From AudioFile
Carole Seddon "parked the Renault on the outskirts of Weldisham, a village in the foothills of the South Downs that looked from the outside as though it hadn't changed much since the days when Agatha Christie might have set a murder there." Since Christie has at last consummated her flirtation with death, Simon Brett is the one who must produce the human skeleton, and get this story going. Brett has a beautiful, deep voice, with just a dash of plum. There follows a classic English mystery. Who's good? Who's wicked? Carole trusts her friend Jude, or does she? The puzzle challenges the mind. The neat prose and precise reading gratify the ear. B.H.C. © AudioFile 2002, Portland, Maine-- Copyright © AudioFile, Portland, Maine
Death on the Downs FROM THE PUBLISHER
"Exploring the South Downs of the well-to-do town of Weldisham, Carole Seddon is caught in a sudden rainstorm. She finds refuge in an old barn - but relief turns to revulsion when she discovers the bones of a human skeleton packed inside two bags." "After Carole informs the police, it isn't long before local gossip spreads. People are saying the remains are those of a missing girl named Tamsin Lutteridge, who was suffering from chronic fatigue syndrome and seeing several practitioners of alternative medicine - including Carole's friend Jude - to heal herself. Eager to learn if Tamsin really is dead, Jude begins her own investigation, which leads her to Sandalls Manor - where Tamsin is very much alive, and keeping close company with a very charismatic New Age healer." Now Jude and Carole have two mysteries to unravel. Why is Tamsin deliberately hiding from her father? And if the skeleton wasn't hers...whose was it?
FROM THE CRITICS
Publishers Weekly
Carole Seddon, newest of veteran Brett's three series sleuths (actor Charlie Paris and widow Emily Pargeter are the others) gets a second turn following her debut in The Body on the Beach. Seddon, an early Home Office retiree, prides herself on her sensible approach to life a snug place in Fethering, a routine that involves mental exercises like the Times crossword puzzles and long walks along beaches or out on the Downs. On a walk on the South Downs near Weldisham (a village that "looked from the outside as though it hadn't changed much since the days when Agatha Christie might have set a murder there"), a driving rain forces Carole to seek shelter in an abandoned barn, where she discovers a bag of human bones.

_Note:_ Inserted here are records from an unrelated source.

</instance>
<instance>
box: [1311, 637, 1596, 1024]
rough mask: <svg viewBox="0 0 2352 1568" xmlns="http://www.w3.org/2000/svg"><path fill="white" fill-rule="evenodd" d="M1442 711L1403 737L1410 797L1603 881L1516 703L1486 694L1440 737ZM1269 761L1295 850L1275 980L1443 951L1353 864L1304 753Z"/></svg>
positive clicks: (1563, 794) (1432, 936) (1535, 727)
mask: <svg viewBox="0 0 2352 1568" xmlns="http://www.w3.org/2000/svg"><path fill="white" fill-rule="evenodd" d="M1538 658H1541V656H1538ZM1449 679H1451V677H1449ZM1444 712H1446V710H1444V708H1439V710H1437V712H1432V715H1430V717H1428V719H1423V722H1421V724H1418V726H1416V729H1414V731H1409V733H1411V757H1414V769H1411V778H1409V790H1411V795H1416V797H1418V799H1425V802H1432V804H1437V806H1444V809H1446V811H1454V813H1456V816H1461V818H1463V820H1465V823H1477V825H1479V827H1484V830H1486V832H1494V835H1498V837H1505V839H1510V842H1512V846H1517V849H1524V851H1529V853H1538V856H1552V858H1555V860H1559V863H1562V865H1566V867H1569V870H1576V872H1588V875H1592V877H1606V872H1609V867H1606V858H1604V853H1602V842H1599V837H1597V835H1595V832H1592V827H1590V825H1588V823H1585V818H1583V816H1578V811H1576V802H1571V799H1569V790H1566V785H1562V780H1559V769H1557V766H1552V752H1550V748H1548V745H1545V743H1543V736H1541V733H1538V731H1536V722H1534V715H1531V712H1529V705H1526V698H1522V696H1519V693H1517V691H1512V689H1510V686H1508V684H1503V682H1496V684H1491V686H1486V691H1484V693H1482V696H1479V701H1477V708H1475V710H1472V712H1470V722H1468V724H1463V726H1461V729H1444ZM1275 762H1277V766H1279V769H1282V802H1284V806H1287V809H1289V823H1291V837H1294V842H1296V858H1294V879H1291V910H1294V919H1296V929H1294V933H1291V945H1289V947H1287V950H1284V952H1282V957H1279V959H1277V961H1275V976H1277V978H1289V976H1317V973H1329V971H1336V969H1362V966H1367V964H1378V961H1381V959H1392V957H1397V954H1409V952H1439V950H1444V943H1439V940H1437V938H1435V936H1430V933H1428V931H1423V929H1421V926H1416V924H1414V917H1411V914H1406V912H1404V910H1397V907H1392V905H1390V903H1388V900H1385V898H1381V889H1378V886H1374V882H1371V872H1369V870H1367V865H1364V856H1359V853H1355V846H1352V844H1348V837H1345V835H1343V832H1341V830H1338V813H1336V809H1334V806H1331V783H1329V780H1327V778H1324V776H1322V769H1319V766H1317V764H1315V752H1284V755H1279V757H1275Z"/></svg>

The local police are informed, and rumors spread to the effect that the bones might have belonged to a missing young woman named Tamsin. Soon Carole and her somewhat mysterious and exotic friend Jude are busily involved in sussing out information on their own partly for adventure, and partly because Tamsin had once turned to Jude for help. Carole's lack of self-confidence, really a lack of self-awareness, is meant to be endearing, but becomes irksome at times. All in all, Brett's more than competent plotting, a cast of characters that play against type to keep things sufficiently interesting and his take on village gentrification combine for fine entertainment. The author's core fans and those nostalgic for the traditional English cozy will snap this up. (Aug. 7) Copyright 2001 Cahners Business Information.
Kirkus Reviews
Weldisham, a rural village recently tarted up by London nabobs longing for a place to weekend in the country with all the mod cons, is in for a bit of a shock when Carole Seddon, from the neighboring village of Fethering, takes a walk on the Downs, seeks shelter in a derelict barn during a storm, and discovers two bags full of cleanly picked bones. Whose? The regulars at the Hare and Hounds suggest they might be those of Detective Sergeant Lennie Baylis's mum, who walked out on her abusive husband years back. Or of Graham Forbes's first wife, who left with him for a posting in Kuala Lumpur, where she supposedly ran off with a university professor. Or of young Tamsin Lutteridge, who despite extreme inertia from Chronic Fatigue Syndrome, has vanished. Soon enough, Carole's chum and amateur-sleuthing companion Jude finds Tamsin, leaving Carole to fend off an unwanted suitor, offend prizewinning former char Pauline and her menacing son Brian, and discover yet another dilapidated barn that acted as a repository for those old bones. Gossip, innuendo, quaffs at the pub, arson, another death, and a last-chapter cargo of drugs, thugs from the south, and three Weldisham ne'er-do-wells out to conquer the town-all come into play before Carole contemplates life beside a publican and Jude decides Ireland might just be her cuppa. Occasionally witty, but Brett's send-up of the congenial village mystery needs more companionable protagonists than self-effacing Carole and cryptic Jude ("The Body on the Beach", 2000).